Hepatitis B is one of the most serious infectious diseases in the world. It is caused by the Hepatitis B virus. Hepatitis B is transmitted through blood and sexual relations. Hepatitis B is very contagious. A vaccine can be given in a series of three injections. The blood can then be tested to show the level of anitbodies. If this is sufficient then protection is lifelong.
Information about Malaria
Malaria is an infectious disease caused by parasites. There are four types of Malaria, of which only tropical malaria is potentially fatal. To prevent contracting the disease you should protect yourself against mosquito bites and in certain areas anit-malaria drugs are recommended.

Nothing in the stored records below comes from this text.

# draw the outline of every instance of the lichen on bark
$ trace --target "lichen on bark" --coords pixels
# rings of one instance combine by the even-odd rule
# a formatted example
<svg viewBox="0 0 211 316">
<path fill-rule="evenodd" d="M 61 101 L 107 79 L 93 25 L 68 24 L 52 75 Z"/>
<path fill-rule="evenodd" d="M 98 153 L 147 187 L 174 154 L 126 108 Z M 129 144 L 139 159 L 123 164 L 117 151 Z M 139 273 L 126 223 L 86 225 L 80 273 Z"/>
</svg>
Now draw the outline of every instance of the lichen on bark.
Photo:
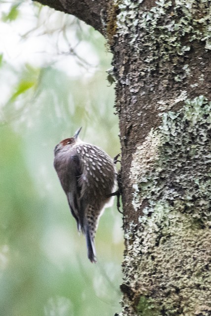
<svg viewBox="0 0 211 316">
<path fill-rule="evenodd" d="M 204 96 L 186 100 L 133 155 L 133 205 L 142 215 L 125 234 L 122 315 L 211 314 L 211 113 Z"/>
</svg>

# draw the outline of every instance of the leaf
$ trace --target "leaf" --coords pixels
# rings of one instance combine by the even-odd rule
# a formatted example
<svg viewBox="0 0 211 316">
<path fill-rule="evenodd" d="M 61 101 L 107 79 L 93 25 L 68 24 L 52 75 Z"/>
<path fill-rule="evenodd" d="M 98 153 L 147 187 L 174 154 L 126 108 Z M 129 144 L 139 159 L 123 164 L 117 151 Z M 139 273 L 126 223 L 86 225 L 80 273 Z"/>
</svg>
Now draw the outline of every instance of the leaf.
<svg viewBox="0 0 211 316">
<path fill-rule="evenodd" d="M 35 85 L 34 81 L 22 80 L 19 83 L 16 92 L 11 97 L 10 101 L 14 101 L 17 96 L 24 93 Z"/>
<path fill-rule="evenodd" d="M 2 16 L 2 21 L 7 22 L 16 20 L 19 13 L 19 10 L 18 9 L 19 5 L 19 3 L 12 5 L 8 13 L 3 13 Z"/>
</svg>

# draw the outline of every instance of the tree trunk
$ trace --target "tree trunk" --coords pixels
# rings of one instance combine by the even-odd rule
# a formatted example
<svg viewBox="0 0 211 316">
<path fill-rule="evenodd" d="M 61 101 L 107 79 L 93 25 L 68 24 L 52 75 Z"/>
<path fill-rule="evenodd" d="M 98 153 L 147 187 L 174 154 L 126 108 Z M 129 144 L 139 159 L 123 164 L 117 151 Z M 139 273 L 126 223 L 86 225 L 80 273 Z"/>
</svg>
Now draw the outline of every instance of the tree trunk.
<svg viewBox="0 0 211 316">
<path fill-rule="evenodd" d="M 113 53 L 121 315 L 211 315 L 211 1 L 78 0 L 80 14 L 74 0 L 40 2 L 92 25 Z"/>
</svg>

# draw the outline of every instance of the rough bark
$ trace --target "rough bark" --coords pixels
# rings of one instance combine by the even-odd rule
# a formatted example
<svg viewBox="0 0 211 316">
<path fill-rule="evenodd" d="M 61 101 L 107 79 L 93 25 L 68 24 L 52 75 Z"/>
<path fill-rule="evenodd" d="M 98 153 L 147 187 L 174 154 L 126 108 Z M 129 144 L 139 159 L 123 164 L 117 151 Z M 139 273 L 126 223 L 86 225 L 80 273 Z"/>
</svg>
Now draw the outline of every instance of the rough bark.
<svg viewBox="0 0 211 316">
<path fill-rule="evenodd" d="M 116 79 L 121 315 L 211 315 L 211 1 L 107 3 L 96 28 Z"/>
</svg>

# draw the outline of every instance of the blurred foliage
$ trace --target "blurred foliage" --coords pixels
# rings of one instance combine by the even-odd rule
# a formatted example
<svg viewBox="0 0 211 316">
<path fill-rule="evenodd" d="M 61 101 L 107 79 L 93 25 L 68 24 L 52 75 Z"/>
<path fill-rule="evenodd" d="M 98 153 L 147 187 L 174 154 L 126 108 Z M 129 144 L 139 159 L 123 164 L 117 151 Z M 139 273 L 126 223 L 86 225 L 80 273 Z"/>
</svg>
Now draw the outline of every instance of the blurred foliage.
<svg viewBox="0 0 211 316">
<path fill-rule="evenodd" d="M 111 54 L 100 34 L 72 17 L 32 2 L 5 3 L 2 27 L 22 23 L 23 3 L 35 19 L 20 43 L 27 47 L 39 29 L 43 40 L 53 38 L 58 51 L 39 64 L 16 64 L 0 51 L 0 315 L 113 315 L 120 310 L 120 214 L 115 205 L 106 210 L 96 240 L 98 263 L 91 264 L 53 167 L 55 146 L 80 126 L 85 141 L 111 157 L 120 152 L 113 87 L 106 80 Z M 51 19 L 54 29 L 43 28 L 41 21 L 49 28 Z M 69 50 L 59 47 L 61 32 Z M 70 55 L 78 67 L 72 76 Z"/>
</svg>

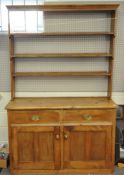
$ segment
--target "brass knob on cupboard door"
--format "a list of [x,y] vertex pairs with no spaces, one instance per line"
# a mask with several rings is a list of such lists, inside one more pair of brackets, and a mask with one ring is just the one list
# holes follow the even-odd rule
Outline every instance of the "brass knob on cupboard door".
[[64,139],[68,139],[68,134],[64,134]]
[[60,135],[56,134],[56,139],[59,140],[60,139]]

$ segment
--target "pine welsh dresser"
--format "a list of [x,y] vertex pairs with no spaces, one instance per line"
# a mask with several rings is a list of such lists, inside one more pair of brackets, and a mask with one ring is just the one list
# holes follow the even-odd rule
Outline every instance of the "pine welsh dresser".
[[[11,174],[45,173],[112,173],[115,157],[116,104],[112,101],[112,74],[115,46],[116,9],[119,4],[66,4],[7,6],[14,11],[43,11],[52,14],[95,12],[110,16],[109,31],[59,31],[16,33],[9,21],[11,101],[6,106]],[[53,15],[55,16],[55,15]],[[64,15],[65,16],[65,15]],[[9,16],[11,17],[11,15]],[[107,16],[108,17],[108,16]],[[10,18],[9,18],[10,19]],[[69,18],[70,19],[70,18]],[[75,18],[76,19],[76,18]],[[11,19],[10,19],[11,20]],[[107,23],[108,24],[108,23]],[[26,25],[26,24],[25,24]],[[16,30],[15,30],[16,31]],[[51,37],[52,36],[52,37]],[[29,37],[107,37],[107,53],[17,53],[16,43]],[[21,40],[22,41],[22,40]],[[30,40],[29,40],[30,41]],[[107,71],[18,72],[16,59],[102,59],[108,61]],[[104,77],[108,79],[105,97],[16,97],[18,77]]]

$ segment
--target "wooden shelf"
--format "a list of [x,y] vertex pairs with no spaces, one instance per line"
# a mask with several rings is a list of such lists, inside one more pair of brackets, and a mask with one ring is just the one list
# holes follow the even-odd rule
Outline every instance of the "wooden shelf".
[[9,11],[112,11],[116,10],[119,4],[59,4],[59,5],[8,5]]
[[111,53],[42,53],[42,54],[14,54],[11,58],[86,58],[112,57]]
[[43,33],[10,33],[14,37],[32,36],[114,36],[114,32],[43,32]]
[[44,76],[111,76],[110,73],[105,71],[95,72],[16,72],[13,74],[14,77],[44,77]]

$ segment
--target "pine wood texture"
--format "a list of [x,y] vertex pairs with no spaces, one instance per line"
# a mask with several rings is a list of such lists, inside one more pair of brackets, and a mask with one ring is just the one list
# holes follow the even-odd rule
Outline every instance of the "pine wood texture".
[[46,76],[111,76],[110,73],[105,71],[94,71],[94,72],[16,72],[13,77],[46,77]]
[[42,32],[42,33],[12,33],[10,34],[13,37],[42,37],[42,36],[114,36],[113,32]]
[[[116,104],[112,96],[115,10],[119,4],[7,6],[8,11],[109,12],[110,32],[10,33],[11,101],[8,111],[11,174],[112,173]],[[110,36],[109,53],[15,53],[15,37]],[[15,72],[16,58],[109,58],[107,72]],[[15,98],[18,76],[107,76],[107,97]]]
[[[115,47],[115,11],[119,4],[61,4],[61,5],[14,5],[7,6],[8,16],[10,11],[50,11],[50,12],[101,12],[111,13],[111,30],[106,32],[43,32],[43,33],[11,33],[10,21],[9,26],[9,39],[10,39],[10,67],[11,67],[11,99],[15,97],[15,83],[16,77],[40,77],[40,76],[82,76],[82,77],[96,77],[106,76],[108,79],[107,97],[112,97],[112,75],[113,75],[113,58],[114,58],[114,47]],[[10,18],[9,18],[10,19]],[[110,36],[110,49],[109,53],[14,53],[14,38],[15,37],[42,37],[42,36]],[[31,59],[31,58],[109,58],[108,59],[108,71],[94,71],[94,72],[15,72],[15,61],[16,58]]]
[[42,97],[15,98],[6,106],[7,110],[35,109],[108,109],[116,104],[106,97]]
[[11,58],[101,58],[101,57],[112,57],[111,53],[42,53],[42,54],[14,54]]
[[61,5],[8,5],[7,8],[9,11],[112,11],[118,8],[119,4],[61,4]]
[[16,98],[6,108],[12,174],[113,171],[112,100]]

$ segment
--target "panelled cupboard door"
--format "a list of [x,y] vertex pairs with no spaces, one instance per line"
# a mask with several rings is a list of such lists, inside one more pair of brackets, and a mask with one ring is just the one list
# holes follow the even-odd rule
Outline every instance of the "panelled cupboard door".
[[12,127],[14,169],[60,169],[60,128]]
[[111,125],[65,126],[64,168],[110,168],[112,166],[111,133]]

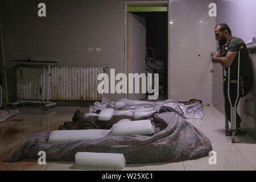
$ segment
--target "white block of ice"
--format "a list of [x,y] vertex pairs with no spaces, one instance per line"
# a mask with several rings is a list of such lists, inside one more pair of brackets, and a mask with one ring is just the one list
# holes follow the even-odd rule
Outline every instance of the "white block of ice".
[[110,131],[109,130],[98,129],[52,131],[47,142],[94,140],[108,136]]
[[145,107],[139,107],[134,109],[134,113],[141,113],[145,111],[146,111]]
[[123,102],[115,102],[115,107],[120,108],[125,105],[125,103]]
[[131,121],[113,125],[110,130],[110,136],[147,135],[155,132],[150,120]]
[[134,119],[138,119],[140,118],[141,118],[143,116],[152,114],[153,113],[155,113],[155,110],[152,110],[150,111],[146,111],[146,112],[139,112],[139,113],[134,113]]
[[104,109],[100,113],[98,117],[98,120],[99,121],[109,121],[111,119],[114,115],[114,109],[108,108]]
[[133,114],[129,110],[121,110],[117,113],[118,115],[133,115]]
[[129,105],[139,105],[139,104],[155,104],[155,102],[139,101],[139,100],[129,100],[128,104]]
[[129,122],[129,121],[131,121],[131,119],[122,119],[119,120],[117,123],[122,123],[123,122]]
[[118,102],[123,102],[123,103],[125,103],[125,104],[128,104],[128,102],[129,102],[129,99],[127,99],[127,98],[121,98],[121,99],[119,99],[119,100],[118,100]]
[[97,115],[98,115],[98,114],[96,113],[86,113],[84,114],[84,118],[87,118],[90,116],[97,116]]
[[77,152],[75,156],[75,160],[76,166],[79,166],[123,169],[126,164],[122,154]]

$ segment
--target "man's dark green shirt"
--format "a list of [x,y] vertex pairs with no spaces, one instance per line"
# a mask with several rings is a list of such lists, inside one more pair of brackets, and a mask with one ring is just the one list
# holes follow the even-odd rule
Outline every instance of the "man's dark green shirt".
[[[229,51],[237,52],[232,64],[230,65],[230,77],[237,77],[237,65],[238,63],[238,51],[240,50],[240,76],[252,75],[251,60],[249,56],[248,50],[245,42],[240,38],[233,37],[224,44],[222,48],[218,47],[218,50],[220,50],[221,56],[225,57]],[[225,67],[228,73],[228,67]]]

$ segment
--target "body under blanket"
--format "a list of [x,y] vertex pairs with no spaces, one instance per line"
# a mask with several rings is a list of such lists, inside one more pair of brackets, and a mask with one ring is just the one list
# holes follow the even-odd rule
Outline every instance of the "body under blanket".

Tuberculosis is an infectious disease caused by a bacterium. Infection is spread by coughing. Prevention is better than cure: If you are planning to spend 6 months or longer in a country where tuberculosis is common then the BCG vaccine is recommended, provided you have not previously had the disease or the vaccination. Vaccination does not reduce the chance of contracting TB but if does offer protection against the more serious symptoms of the disease and improves the chances of recovery.
Information about Rabies
Rabies is a viral infection which is always fatal if symptoms are present. The virus is transmitted through infected mammals' salvia (a dog, cat, monkey or other small mammal; bats can also transmit the disease). Humans can be infected if bitten, scratched or licked by an infected animal. The virus penetrates the body through small wounds in the skin or through mucous membranes in the eyes or mouth. The first visible symptoms can appear a few weeks or even several months after infection. If bitten by an animal suspected of having Rabies, you should immediately (and in any case within 1 week) receive treatment with an immunoglobulin. In addition you should be vaccinated. If you are taking a trip where the risk of being bitten is relatively high, for example if you are going trekking or on a cycling-trip, vaccination against rabies is recommended. If you are then bitten you will not need immunoglobulin, which may in any case be difficult to get hold of in developing countries and treatment with additional vaccinations will be sufficient. Discuss with the vaccination clinic whether a vaccination against Rabies is advisable in your individual case.